Frattura la caviglia a un avversario durante una gara di calcetto: dovrà risponderne in tribunale

Per il 32enne della Valle del Serchio è intervenuta la prescrizione in sede penale, ma per i giudici della Cassazione si è andati oltre l'"accettazione del rischio" in ambito sportivo

Violenza nel calcio, sentenza della Cassazione su un caso lucchese destinata a fare giurisprudenza. Durante una partita ufficiale di un torneo di calcio a 5 un tackle in scivolata nei confronti di un avversario provoca la frattura della caviglia del giocatore e, nella rovinosa caduta, anche la frattura della clavicola e di un osso dell’avambraccio, con oltre sessanta giorni di prognosi.

Un’azione di gioco violenta e soprattutto non consentita nel calcio a 5 che porterà un 32enne della Valle del Serchio a subire un processo penale, al di là della volontarietà o meno di fare del male al suo avversario. Originariamente il ragazzo era stato incriminato per lesioni volontarie aggravate ma successivamente era stato poi processato e condannato per lesioni personali colpose, sia dal tribunale di Lucca sia dalla Corte d’Appello di Firenze.

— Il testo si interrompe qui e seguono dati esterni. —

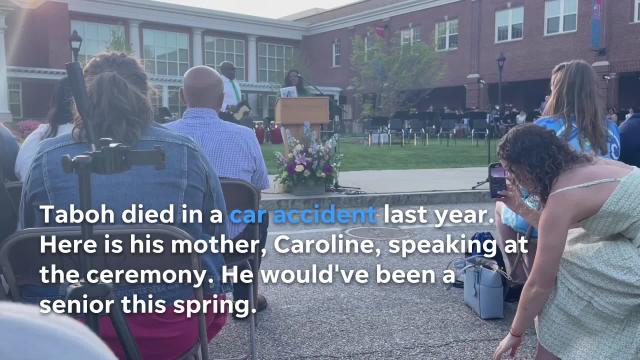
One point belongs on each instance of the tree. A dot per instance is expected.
(118, 43)
(390, 72)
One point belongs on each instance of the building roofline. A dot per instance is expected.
(379, 13)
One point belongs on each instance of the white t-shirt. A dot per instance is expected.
(30, 147)
(29, 335)
(231, 98)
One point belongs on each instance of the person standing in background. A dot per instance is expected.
(630, 140)
(59, 122)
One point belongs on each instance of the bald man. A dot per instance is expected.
(232, 150)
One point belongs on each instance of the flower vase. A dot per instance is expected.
(308, 189)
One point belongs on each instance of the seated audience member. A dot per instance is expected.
(232, 150)
(583, 289)
(8, 154)
(119, 88)
(29, 335)
(59, 122)
(630, 140)
(581, 124)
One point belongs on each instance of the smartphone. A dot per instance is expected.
(497, 179)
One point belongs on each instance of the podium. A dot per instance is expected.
(292, 113)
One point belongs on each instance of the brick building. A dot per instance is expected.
(470, 34)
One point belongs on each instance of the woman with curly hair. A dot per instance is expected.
(584, 288)
(574, 113)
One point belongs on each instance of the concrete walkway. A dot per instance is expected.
(406, 181)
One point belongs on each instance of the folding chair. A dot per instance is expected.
(417, 128)
(241, 195)
(447, 127)
(25, 244)
(396, 127)
(479, 126)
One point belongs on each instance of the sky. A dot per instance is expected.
(264, 8)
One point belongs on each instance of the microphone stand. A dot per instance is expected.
(336, 186)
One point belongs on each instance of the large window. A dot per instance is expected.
(165, 52)
(509, 24)
(15, 99)
(410, 36)
(447, 35)
(217, 50)
(96, 37)
(560, 16)
(335, 50)
(273, 61)
(175, 105)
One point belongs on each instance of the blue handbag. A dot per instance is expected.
(483, 287)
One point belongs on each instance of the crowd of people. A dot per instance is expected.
(565, 185)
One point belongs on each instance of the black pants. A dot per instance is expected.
(241, 290)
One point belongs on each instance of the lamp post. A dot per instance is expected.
(75, 42)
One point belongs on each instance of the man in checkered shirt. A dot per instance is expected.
(232, 150)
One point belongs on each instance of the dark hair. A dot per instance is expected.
(574, 92)
(537, 155)
(300, 86)
(118, 91)
(60, 111)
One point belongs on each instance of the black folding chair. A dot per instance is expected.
(479, 127)
(447, 128)
(240, 195)
(21, 260)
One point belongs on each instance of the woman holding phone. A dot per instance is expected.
(574, 113)
(584, 288)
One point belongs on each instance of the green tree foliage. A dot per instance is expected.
(393, 74)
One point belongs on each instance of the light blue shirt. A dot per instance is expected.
(232, 150)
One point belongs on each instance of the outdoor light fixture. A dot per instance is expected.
(75, 42)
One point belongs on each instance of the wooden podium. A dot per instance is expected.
(292, 113)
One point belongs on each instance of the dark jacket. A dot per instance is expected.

La “vittima” si era costituita parte civile chiedendo anche i danni. Ora la suprema corte di Cassazione dichiarando prescritto il reato ha rinviato al giudice civile lucchese per la quantificazione del risarcimento e delle spese legali. Ma gli ermellini sono andati anche oltre chiarendo alcuni aspetti della vicenda e di vicende simili. In Italia, infatti, dopo la famosa testata a Materazzi da parte di Zidane, la Cassazione ha orientato in maniera più ampia in diverse sentenze i comportamenti dei giudici in merito a controversie simili sia penali sia civili. Al centro della questione in tutte le cause che nascono da eventi sportivi c’è la cosiddetta “accettazione del rischio” che ovviamente consente una certa libertà di azione riguardante episodi che nella vita comune rappresenterebbero sempre e comunque illeciti giudiziari.

Nello sport esistono possibilità di contatto tra atleti che possono portare anche a lesioni e danni fisici anche di non poco conto. Ma il punto è esattamente questo. Al di là dell’entità del danno, chiariscono i giudici di piazza Cavour, si configura un illecito proprio quando l’atleta vìola e va oltre le regole dello sport praticato. Quindi in un incontro di boxe è più che legittimo sferrare pugni ma se ad esempio un pugno colpisse l’avversario al di sotto della cintura, circostanza proibita dal regolamento, rientrerebbe in un illecito penalmente e civilmente perseguibili. Il tackle in scivolata non è consentito dalle regole del calcio a 5, a prescindere.

Si legge chiaramente in sentenza: “Con questa precisazione si è fissato un primo approdo, ovverosia che nello sport che preveda il contatto fra atleti ciò che il regolamento consente, ancorché produca un danno, è lecito sportivo, perché non esorbitando dalle regole previste dalla disciplina deve ritenersi accettato da coloro che la praticano, nel momento stesso in cui ne accettano le norme tecniche, siano esse relative all’attività agonistica o dilettantisca o amatoriale, a seconda dei livelli in cui si svolge l’agone e delle disposizioni eventualmente diverse che lo regolano. Diverso è il problema quando, invece, la lesione all’incolumità personale sia cagionata dalla violazione della regola sportiva, perché è proprio in relazione al superamento del limite regolamentare che la giurisprudenza si interroga sul confine fra l’illecito sportivo e l’illecito penale”.

Poi gli ermellini chiariscono anche quando si tratta di illeciti colposi e quando invece si tratta di illeciti dolosi. “Il dolo ricorre quando la circostanza di gioco è solo l’occasione dell’azione volta a cagionare lesioni, sorretta dalla volontà di compiere un atto di violenza fisica (per ragioni estranee alla gara o per pregressi risentimenti personali o per ragioni di rivalsa, ritorsione o reazione a falli precedentemente subiti, in una logica dunque punitiva o da contrappasso). Quando, invece, la violazione delle regole avvenga nel corso di un’ordinaria situazione di gioco, il fatto avrà natura colposa, in quanto la violazione consapevole è finalizzata non ad arrecare pregiudizi fisici all’avversario, ma al conseguimento – in forma illecita, e dunque antisportiva – di un determinato obiettivo agonistico, salva, ovviamente, la verifica in concreto che lo svolgimento di un’azione di gioco, non sia stato altro che mero pretesto per arrecare, volontariamente, danni all’avversario”.

La sentenza penale in questo caso, dopo le precisazioni fatte, è stata annullata per sopravvenuta prescrizione ma rinviata al giudice civile di Lucca per il risarcimento dei danni e per le spese legali e processuali. Il processo continuerà quindi nelle aule del tribunale cittadino ma solo in sede civile.